Amherst

The first thing you do is burn your boats. Now, whatever happens, you’re committed. It’s a symbolic thing.
You don’t stick around to watch them burn, but you feel the heat pressing against your back for miles, one last goodbye from the old, beloved homeland. You do your best not to think about it.
You think about training, how they made you grow out your hair – your hair! that had once been so beautifully short! – and took away your clothes, your books, even at the end your language. You know it’s still there, somewhere, but try as you might you can’t remember a word. Vague proverbs flit at the edge of your mouth.

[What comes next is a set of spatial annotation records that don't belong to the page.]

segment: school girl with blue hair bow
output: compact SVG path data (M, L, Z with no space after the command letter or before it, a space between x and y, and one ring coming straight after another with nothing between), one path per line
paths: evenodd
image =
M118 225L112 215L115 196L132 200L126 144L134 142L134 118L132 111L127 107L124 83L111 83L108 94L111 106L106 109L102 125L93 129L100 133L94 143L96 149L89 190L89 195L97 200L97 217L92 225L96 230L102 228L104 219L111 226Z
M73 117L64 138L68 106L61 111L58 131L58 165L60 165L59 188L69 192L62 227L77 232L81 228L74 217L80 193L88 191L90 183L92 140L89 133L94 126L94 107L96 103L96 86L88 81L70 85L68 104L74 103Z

Your heart longs for taller trees. The new words do not shape the phrase right.
You are come as a plague to this new world, a dutch rat let loose in the Old Town, dysentery, cholera and smallpox. This is a war you are fighting. Though you are sick at heart, you will kill and kill and kill until there is no one left to kill, until the entire night side of the world is wiped clean and safe. You have been driven to it, this you know, though not how, not why. So much is gone, gone, fading and gone.
Lights up from behind. A car, strangely shaped and long, glides in behind you. A man leans out, smiles with the wolf in his eyes, says, “Hey, honey, you need a lift?”

You let him help you into the car. What choice do you have? What destiny awaits the bullet?